We’ve all heard the data piece.
Businesses have got to be data driven. They’ve got to connect data. They’ve got to make decisions based on that data.
It’s all true, of course. Data is the lifeblood of business today. But in my experience, the popular narrative tends to ignore the changing reality of data: the ways we connect and synthesize data, the amount and type of data generated, the compute power and techniques needed to make sense of it – all of these are constantly evolving.
Not all data is even brought into one place. Today, data can be at the edge. It can be created autonomously. It can be adversarially or otherwise intentionally manipulated. Data can beget even more data. In short, compared to a few years ago, this thing we call ‘data’ has changed in ways we are only beginning to fully understand.
And here lies a problem. With so much data – and so many different kinds of data and techniques to process it– businesses are becoming overwhelmed.
There are many risks associated with the abundance of data. With any sufficiently large amount of data, if you begin your analytic journey with preconceived notions, you’ll always find something that will support your what you believe to be true. Always. We call this confirmation bias. The idea that, if you set out to look out for something with preconceived notions, the numbers can without fail be twisted so that you can find it. Better to set out with a question than an answer.
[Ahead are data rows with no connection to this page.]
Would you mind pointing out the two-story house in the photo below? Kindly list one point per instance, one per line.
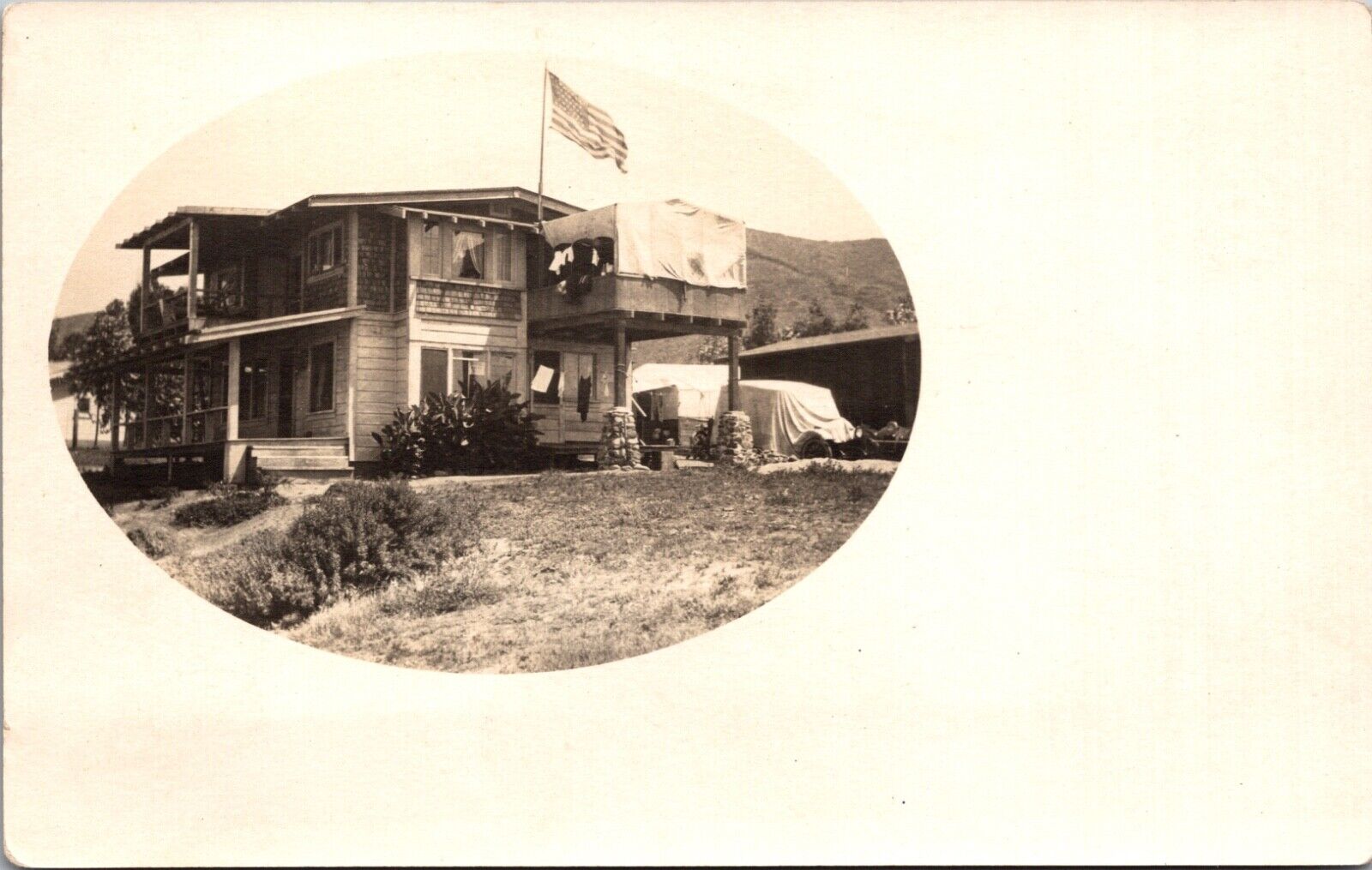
(283, 339)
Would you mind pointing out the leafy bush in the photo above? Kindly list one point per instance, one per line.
(484, 431)
(256, 582)
(226, 505)
(367, 534)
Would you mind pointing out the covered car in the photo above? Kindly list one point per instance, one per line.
(789, 416)
(678, 399)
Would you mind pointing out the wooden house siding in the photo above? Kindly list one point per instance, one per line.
(375, 264)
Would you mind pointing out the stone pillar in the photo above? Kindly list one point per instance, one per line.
(734, 340)
(734, 442)
(192, 273)
(621, 367)
(619, 441)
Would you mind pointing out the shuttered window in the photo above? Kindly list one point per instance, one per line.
(432, 371)
(456, 253)
(322, 378)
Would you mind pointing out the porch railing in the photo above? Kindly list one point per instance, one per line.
(198, 427)
(171, 310)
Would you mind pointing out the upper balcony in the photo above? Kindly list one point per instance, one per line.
(659, 269)
(233, 267)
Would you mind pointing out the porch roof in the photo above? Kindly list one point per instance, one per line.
(418, 198)
(173, 231)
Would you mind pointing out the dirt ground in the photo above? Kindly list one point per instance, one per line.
(575, 568)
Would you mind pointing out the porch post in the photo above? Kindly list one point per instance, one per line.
(147, 288)
(733, 371)
(185, 399)
(192, 271)
(231, 424)
(621, 367)
(233, 454)
(352, 255)
(116, 409)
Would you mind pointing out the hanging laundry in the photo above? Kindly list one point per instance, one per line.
(583, 397)
(559, 260)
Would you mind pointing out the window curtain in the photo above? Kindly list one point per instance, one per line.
(468, 254)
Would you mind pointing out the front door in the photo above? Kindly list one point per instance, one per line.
(286, 399)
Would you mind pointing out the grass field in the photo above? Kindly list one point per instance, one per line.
(578, 568)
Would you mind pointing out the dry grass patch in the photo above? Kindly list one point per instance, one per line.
(600, 567)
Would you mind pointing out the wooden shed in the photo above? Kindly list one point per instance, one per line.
(873, 374)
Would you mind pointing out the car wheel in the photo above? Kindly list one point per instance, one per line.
(813, 447)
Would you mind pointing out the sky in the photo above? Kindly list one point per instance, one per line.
(456, 121)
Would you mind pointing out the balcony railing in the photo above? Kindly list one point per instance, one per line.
(623, 292)
(166, 312)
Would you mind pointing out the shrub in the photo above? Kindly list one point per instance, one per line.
(365, 534)
(436, 595)
(154, 543)
(484, 431)
(254, 582)
(226, 505)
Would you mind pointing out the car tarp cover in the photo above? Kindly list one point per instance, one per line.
(683, 390)
(782, 411)
(669, 239)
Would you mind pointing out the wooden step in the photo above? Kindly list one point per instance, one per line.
(298, 463)
(301, 450)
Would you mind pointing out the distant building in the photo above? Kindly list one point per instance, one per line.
(873, 374)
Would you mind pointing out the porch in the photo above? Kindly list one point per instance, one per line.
(265, 395)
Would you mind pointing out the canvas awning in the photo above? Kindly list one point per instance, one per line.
(669, 239)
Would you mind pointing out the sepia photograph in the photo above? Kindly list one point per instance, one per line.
(379, 422)
(686, 434)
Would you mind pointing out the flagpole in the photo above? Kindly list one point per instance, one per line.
(542, 136)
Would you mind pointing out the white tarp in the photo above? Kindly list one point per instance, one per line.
(681, 390)
(782, 411)
(670, 239)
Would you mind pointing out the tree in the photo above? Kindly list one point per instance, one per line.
(69, 345)
(857, 319)
(761, 327)
(903, 313)
(106, 338)
(816, 321)
(713, 349)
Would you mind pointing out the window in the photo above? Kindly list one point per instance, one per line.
(456, 253)
(453, 369)
(501, 255)
(322, 378)
(468, 368)
(468, 255)
(502, 368)
(548, 374)
(432, 372)
(326, 250)
(253, 379)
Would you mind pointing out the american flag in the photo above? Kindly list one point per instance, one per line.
(587, 125)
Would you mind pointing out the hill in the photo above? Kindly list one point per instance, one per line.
(793, 273)
(73, 324)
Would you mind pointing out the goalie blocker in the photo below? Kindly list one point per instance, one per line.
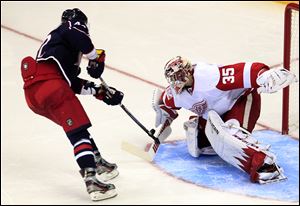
(235, 145)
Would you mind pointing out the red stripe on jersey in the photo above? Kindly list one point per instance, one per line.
(168, 99)
(82, 147)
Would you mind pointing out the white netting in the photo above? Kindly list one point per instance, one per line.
(294, 67)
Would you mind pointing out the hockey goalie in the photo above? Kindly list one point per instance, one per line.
(226, 102)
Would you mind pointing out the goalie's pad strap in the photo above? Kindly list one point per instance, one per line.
(238, 152)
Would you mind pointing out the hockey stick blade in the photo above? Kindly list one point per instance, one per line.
(147, 154)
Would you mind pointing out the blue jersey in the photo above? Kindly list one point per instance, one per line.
(65, 45)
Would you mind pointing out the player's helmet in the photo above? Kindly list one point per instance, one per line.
(74, 14)
(176, 72)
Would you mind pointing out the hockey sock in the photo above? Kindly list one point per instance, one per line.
(83, 149)
(95, 148)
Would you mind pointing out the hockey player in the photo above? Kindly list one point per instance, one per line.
(226, 101)
(50, 84)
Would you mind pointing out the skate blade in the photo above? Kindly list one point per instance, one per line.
(97, 195)
(105, 176)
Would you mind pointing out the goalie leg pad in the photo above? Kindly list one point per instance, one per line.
(245, 155)
(191, 131)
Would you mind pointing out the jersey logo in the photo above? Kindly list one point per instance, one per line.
(199, 107)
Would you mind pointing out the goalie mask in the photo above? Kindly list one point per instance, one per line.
(177, 71)
(74, 14)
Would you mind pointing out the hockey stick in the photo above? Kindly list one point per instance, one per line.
(154, 146)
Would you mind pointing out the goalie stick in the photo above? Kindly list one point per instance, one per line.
(144, 154)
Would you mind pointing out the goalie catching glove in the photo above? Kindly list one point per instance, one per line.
(164, 115)
(275, 79)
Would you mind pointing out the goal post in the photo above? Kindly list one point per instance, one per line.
(290, 102)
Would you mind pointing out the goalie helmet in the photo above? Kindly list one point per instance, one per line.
(177, 71)
(74, 14)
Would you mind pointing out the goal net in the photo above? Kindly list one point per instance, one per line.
(290, 106)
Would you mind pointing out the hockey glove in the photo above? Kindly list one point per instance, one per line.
(111, 96)
(96, 66)
(164, 115)
(275, 79)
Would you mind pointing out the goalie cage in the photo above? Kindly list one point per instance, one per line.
(290, 98)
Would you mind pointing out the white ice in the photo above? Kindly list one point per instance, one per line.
(37, 163)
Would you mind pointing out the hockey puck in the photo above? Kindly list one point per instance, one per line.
(152, 131)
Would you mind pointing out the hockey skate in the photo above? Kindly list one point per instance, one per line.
(105, 170)
(96, 189)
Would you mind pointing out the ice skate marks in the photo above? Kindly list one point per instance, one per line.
(213, 172)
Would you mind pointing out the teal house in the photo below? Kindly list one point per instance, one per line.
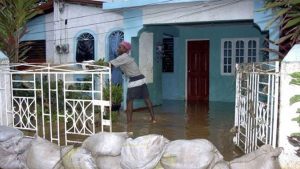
(188, 49)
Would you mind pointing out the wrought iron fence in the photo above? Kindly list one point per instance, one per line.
(256, 110)
(63, 103)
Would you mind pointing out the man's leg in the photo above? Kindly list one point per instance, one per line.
(129, 110)
(149, 105)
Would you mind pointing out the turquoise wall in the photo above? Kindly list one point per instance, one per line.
(156, 87)
(36, 29)
(222, 88)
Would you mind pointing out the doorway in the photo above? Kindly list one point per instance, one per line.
(198, 70)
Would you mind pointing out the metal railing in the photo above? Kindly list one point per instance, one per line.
(256, 110)
(62, 103)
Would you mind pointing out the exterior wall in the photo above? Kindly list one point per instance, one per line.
(261, 19)
(36, 29)
(90, 19)
(174, 84)
(290, 64)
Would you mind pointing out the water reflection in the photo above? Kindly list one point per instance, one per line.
(186, 120)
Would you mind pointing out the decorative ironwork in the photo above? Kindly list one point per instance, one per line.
(256, 111)
(53, 101)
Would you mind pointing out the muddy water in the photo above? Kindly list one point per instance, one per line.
(182, 120)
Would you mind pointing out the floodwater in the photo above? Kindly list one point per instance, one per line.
(186, 120)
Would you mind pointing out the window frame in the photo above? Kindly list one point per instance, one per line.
(233, 53)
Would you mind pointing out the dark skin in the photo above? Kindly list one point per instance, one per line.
(147, 100)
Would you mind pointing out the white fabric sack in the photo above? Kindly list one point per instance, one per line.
(10, 160)
(43, 154)
(222, 165)
(8, 132)
(263, 158)
(108, 162)
(196, 154)
(143, 152)
(105, 143)
(11, 144)
(79, 158)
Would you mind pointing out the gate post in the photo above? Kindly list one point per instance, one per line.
(5, 92)
(288, 111)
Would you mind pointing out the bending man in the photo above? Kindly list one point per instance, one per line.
(137, 88)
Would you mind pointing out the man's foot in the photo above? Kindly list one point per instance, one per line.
(153, 120)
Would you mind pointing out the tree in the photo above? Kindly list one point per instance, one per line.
(14, 14)
(287, 12)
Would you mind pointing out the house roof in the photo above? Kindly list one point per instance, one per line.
(46, 7)
(86, 2)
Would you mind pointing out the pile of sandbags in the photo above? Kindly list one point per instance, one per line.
(12, 148)
(266, 157)
(44, 154)
(143, 152)
(197, 153)
(106, 148)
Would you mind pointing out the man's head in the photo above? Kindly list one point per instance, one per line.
(124, 47)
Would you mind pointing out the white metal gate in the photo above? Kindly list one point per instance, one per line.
(256, 110)
(62, 103)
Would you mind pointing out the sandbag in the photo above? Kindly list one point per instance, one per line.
(221, 165)
(79, 158)
(105, 143)
(43, 154)
(143, 152)
(108, 162)
(196, 154)
(263, 158)
(8, 132)
(12, 152)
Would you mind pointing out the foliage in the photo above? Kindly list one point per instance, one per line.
(295, 80)
(14, 14)
(101, 62)
(287, 12)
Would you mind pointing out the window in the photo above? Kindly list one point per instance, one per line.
(234, 51)
(85, 49)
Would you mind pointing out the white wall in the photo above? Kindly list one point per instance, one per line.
(199, 12)
(49, 37)
(90, 18)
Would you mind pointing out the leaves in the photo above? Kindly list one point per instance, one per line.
(294, 99)
(287, 15)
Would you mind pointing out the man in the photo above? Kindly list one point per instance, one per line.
(137, 88)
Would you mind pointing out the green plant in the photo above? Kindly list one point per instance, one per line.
(287, 12)
(294, 139)
(296, 98)
(116, 94)
(101, 62)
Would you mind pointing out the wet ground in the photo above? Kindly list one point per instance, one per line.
(182, 120)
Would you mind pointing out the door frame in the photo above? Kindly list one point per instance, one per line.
(186, 63)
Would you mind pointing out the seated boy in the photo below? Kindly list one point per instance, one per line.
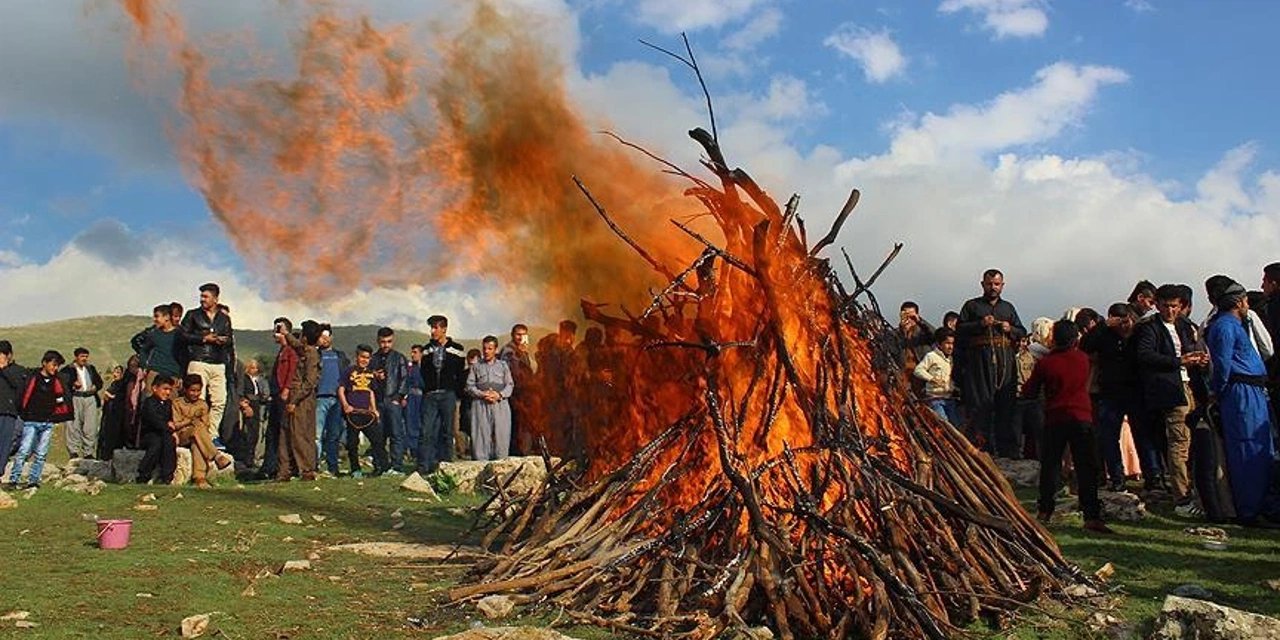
(1064, 375)
(156, 432)
(356, 394)
(191, 429)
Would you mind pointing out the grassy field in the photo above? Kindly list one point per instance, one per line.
(200, 552)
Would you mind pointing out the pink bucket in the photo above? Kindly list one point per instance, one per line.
(113, 534)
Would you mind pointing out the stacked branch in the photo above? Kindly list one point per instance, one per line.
(768, 466)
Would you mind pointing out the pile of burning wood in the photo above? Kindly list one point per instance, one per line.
(768, 466)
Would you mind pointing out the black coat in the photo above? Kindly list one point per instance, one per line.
(1159, 368)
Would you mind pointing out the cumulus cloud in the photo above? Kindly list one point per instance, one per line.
(1005, 18)
(677, 16)
(874, 50)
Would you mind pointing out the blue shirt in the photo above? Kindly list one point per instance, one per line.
(330, 373)
(1230, 351)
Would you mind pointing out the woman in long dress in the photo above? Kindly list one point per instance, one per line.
(489, 384)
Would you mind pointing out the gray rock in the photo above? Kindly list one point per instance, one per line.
(496, 607)
(124, 465)
(1196, 592)
(1020, 472)
(1185, 618)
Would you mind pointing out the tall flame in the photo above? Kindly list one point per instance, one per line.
(384, 161)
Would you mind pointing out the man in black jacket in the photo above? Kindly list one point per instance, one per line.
(442, 379)
(208, 336)
(13, 380)
(1164, 347)
(85, 383)
(1118, 394)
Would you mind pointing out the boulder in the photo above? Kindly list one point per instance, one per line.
(507, 634)
(1185, 618)
(496, 607)
(464, 474)
(417, 484)
(124, 465)
(94, 469)
(1121, 506)
(1020, 472)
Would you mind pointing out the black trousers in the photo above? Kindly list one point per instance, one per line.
(1082, 440)
(160, 452)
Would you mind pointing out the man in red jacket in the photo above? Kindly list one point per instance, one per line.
(1064, 375)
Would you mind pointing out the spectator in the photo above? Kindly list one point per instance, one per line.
(1064, 376)
(329, 424)
(359, 394)
(85, 383)
(191, 429)
(393, 384)
(1164, 347)
(13, 380)
(1118, 396)
(987, 333)
(443, 364)
(414, 401)
(297, 449)
(45, 402)
(158, 344)
(935, 370)
(1239, 385)
(156, 429)
(516, 355)
(489, 385)
(282, 378)
(208, 336)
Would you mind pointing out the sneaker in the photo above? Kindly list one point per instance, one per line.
(1097, 526)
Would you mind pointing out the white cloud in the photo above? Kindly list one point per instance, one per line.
(874, 50)
(677, 16)
(1005, 18)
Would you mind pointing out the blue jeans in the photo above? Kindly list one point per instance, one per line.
(414, 423)
(946, 410)
(35, 435)
(437, 443)
(10, 426)
(329, 428)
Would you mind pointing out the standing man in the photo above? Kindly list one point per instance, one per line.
(515, 353)
(85, 383)
(443, 375)
(392, 370)
(297, 439)
(1239, 385)
(13, 380)
(1164, 347)
(329, 424)
(208, 334)
(988, 332)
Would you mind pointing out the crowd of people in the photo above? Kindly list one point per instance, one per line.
(186, 387)
(1194, 401)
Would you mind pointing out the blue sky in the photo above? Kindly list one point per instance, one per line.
(982, 132)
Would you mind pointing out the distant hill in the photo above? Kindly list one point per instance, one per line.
(108, 339)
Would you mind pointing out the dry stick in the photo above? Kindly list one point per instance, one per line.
(622, 234)
(840, 222)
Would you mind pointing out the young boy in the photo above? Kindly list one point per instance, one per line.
(357, 394)
(156, 432)
(191, 429)
(935, 369)
(1064, 375)
(45, 401)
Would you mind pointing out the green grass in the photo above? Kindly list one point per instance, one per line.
(193, 565)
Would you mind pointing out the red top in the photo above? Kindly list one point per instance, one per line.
(286, 366)
(1065, 378)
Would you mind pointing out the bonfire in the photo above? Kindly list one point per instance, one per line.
(767, 465)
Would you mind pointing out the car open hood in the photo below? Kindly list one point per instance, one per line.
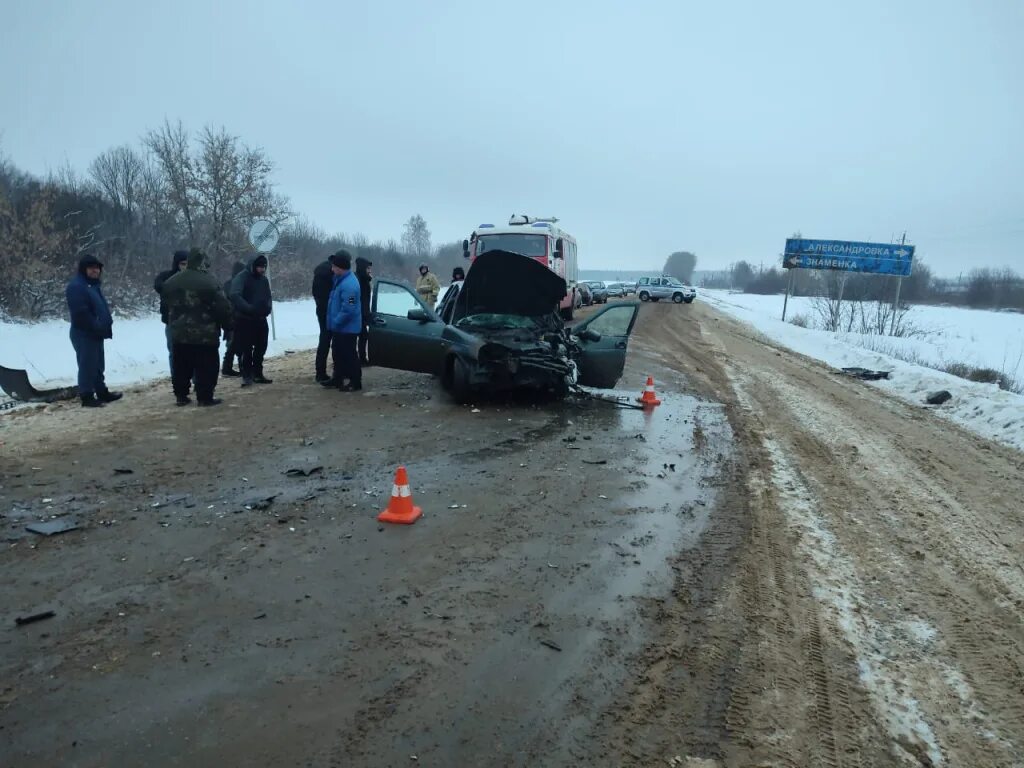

We see this every day in the media. Stats taken out of context, or isolated to serve the agenda of whoever is presenting them. All true data does not stay true. Furthermore, without a complete understanding of the context of data, dangerous or irrational conclusions can easily arise.
The analogy I like is that we’ve gone from trying to find a needle in a haystack to finding a needle in a stack of needles. Everything drives values. “Insights” are everywhere – which makes drawing actual, meaningful inferences extremely hard.
In short, data isn’t simple. It’s messy, it’s fractured, and it’s dynamic. Many of the related challenges, such as changing regulation regarding permissible use, incomplete or altered data, inappropriate methods are presenting all at once.
Having the data, even if we address all of the associated challenges is only the beginning. To answer meaningful questions, we must be able to connect data.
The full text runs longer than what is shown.